Good Law Project uses the law to hold power to account, protect the environment and ensure no one is left behind. We use the law to tackle important issues of unlawfulness, wrongdoing and disadvantage and we recognise there are many ways of winning.
Sometimes the pressure generated by our campaigning, backed by the force of the law, creates the positive change we want to see before a case gets to a hearing. Sometimes, we write a legal letter explaining the problems with a decision, and publicly bring attention to the damage it will do, and decision-makers alter their plans or address our concerns before we begin a formal legal action. We keep our cases and campaigns under constant review, assessing the impact that our work is likely to achieve and balancing that against the high cost of fighting.
When our opponents do change course, we can’t know whether their decisions are motivated by the threat of losing in Court, or the wider public awareness and scrutiny of those decisions, or exactly how much of that public pressure came through our campaigning work.

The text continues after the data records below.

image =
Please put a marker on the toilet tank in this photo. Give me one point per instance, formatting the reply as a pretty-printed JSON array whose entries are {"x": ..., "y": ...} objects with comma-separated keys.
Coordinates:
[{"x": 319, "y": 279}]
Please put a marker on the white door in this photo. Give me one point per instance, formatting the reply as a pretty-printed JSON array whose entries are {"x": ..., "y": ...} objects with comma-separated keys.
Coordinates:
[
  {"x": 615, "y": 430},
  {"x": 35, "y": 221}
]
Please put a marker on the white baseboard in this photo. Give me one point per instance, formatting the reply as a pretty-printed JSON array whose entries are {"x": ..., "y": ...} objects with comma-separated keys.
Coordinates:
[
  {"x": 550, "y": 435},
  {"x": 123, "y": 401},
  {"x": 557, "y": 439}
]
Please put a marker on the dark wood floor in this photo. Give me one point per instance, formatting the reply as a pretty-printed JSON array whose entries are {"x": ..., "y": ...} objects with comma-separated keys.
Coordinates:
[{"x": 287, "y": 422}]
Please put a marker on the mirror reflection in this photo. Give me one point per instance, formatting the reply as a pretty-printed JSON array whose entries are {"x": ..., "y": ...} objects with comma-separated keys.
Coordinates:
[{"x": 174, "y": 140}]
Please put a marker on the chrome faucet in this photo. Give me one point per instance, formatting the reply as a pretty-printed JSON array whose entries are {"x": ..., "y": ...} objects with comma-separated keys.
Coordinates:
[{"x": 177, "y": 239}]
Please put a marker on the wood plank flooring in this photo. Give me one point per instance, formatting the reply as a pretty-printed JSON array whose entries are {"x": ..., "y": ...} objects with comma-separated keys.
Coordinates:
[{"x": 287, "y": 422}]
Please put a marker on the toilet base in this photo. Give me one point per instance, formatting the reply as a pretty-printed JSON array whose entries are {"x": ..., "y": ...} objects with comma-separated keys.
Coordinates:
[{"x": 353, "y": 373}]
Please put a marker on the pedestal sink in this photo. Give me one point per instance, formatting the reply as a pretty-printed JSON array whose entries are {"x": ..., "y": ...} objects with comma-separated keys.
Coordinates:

We can’t compare that to an alternative world where we didn’t campaign or sue. We can know that it happened – but not whether we were in the room when it did.
We want to be open and transparent about our record. It’s important we are careful with the money you give us. And part of that means being frank about where our cases are successful, and where we don’t achieve the outcomes we were hoping for.
You can click through to see a record of all the legal cases we have fundraised for or brought here.
There is an element of subjectivity to assessing an outcome as a win, mixed or a loss, or one which we can’t truthfully describe as any of those. Legal outcomes are not always clear-cut and that is even more true of campaigning outcomes. Our assessment is that of our legal outcomes, 44% are wins, 21% are mixed, and 35% are losses. As to campaigning outcomes, we think 45% have delivered a win, and 20% have achieved at least some element of success.
If having impressive numbers was our priority, we could work only on cases which seemed to be “sure bets” – but that’s not what we are here for. We exist to make meaningful change – not make ourselves look better.
We have undertaken to update the statistics quarterly.